Linux Help and Documentation
Linux Information Sites
There are numerous sites on the Internet that provide an incredible amount of information. Don't forget to check the various newsgroups for messages that provide solutions to problems you are experiencing with Linux installation or your routine maintenance issues.
There are several sources of information about installing, configuring and administrating Linux. Besides the MAN (manual) pages that usually accompany your distribution you will find various HOWTOs or mini-tutorials on the Web.
- The Linux Documentation Project has a series of HOWTOs, guides FAQs and man pages (help on individual commands).
- A quick reference guide for common UNIX commands.
- Linux Journal provides a starting place for Linux users.
- Full Circle Magazine is a free, independent, magazine dedicated to the Ubuntu family of Linux operating systems.
The Desktop Environment
X Windows is the GUI (Graphic User Interface) for Linux.
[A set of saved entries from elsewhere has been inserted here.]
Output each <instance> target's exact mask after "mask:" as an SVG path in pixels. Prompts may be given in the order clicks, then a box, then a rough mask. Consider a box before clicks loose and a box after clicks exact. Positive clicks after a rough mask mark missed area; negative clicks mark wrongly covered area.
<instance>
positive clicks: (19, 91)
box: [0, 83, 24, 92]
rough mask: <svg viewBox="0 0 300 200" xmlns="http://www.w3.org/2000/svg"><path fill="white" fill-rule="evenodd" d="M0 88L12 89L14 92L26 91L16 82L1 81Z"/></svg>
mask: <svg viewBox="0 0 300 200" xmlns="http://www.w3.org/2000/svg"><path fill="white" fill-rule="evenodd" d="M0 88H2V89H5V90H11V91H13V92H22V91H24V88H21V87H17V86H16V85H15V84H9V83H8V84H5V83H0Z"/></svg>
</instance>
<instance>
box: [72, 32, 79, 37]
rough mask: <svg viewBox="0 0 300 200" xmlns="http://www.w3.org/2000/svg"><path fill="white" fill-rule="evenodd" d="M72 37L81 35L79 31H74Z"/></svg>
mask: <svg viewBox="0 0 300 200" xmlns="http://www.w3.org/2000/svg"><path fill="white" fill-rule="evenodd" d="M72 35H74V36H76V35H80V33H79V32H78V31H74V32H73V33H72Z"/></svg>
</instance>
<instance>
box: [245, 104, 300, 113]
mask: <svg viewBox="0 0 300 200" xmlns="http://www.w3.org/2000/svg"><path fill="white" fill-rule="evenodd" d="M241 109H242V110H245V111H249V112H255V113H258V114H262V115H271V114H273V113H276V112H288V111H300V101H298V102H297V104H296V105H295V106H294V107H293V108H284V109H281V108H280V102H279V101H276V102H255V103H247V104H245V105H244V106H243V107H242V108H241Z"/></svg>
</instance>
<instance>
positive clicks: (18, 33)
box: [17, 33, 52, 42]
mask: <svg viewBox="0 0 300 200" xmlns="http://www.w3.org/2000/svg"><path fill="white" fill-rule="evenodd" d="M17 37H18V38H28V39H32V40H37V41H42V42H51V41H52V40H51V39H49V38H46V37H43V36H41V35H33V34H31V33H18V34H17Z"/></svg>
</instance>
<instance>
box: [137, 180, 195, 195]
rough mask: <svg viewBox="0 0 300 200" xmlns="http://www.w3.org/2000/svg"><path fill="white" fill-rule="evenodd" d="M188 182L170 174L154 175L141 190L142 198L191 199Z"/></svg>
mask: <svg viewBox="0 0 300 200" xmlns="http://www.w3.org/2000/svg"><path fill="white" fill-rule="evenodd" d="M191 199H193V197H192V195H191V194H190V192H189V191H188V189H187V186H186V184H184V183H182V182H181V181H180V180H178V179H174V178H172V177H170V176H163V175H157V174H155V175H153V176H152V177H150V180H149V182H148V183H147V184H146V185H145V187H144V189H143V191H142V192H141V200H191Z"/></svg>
It is much more flexible than either the Windows or Macintosh environments because it is not the entire operating system. This makes X Windows very powerful and configurable. Most users will have all three components installed, but they are not all necessary for Linux to run.
Providing the support for the video card and monitor and basic window management.
- XFree86 X server.
These provide the window controls, buttons, menus and control panels for Linux distributions.
What provides the common “look and feel” to the desktop.
- MATE Desktop Environment and Cinnamon are forks of the GNOME desktop environment.
- GNOME desktop environment.
- KDE (K Desktop Environment).
The components that are available to you will depend upon the distribution you are using and the capabilities of your hardware. Because of the nature of Linux you can change the look of your distribution by changing the various components of the desktop environment.
Traditionally many hardware manufacturers haven't provided drivers written for Linux for their current offerings. This resulted in a dependence on drivers provided by the Open Source community.
This is gradually changing as manufacturers realize that commercial interest in Linux is increasing. Drivers are appearing more frequently as demand grows.
The one area where there has been the most demand for drivers (and the most improvement) is with printers.
HP Linux Imaging and Printing for HP's print, scan and fax drivers for Linux.
I found native support for my HP Color LaserJet CP1215 on Linux Mint 17 although it wasn't the most current version available.
Note: the links I had for Linux support for Brother printers are no longer available.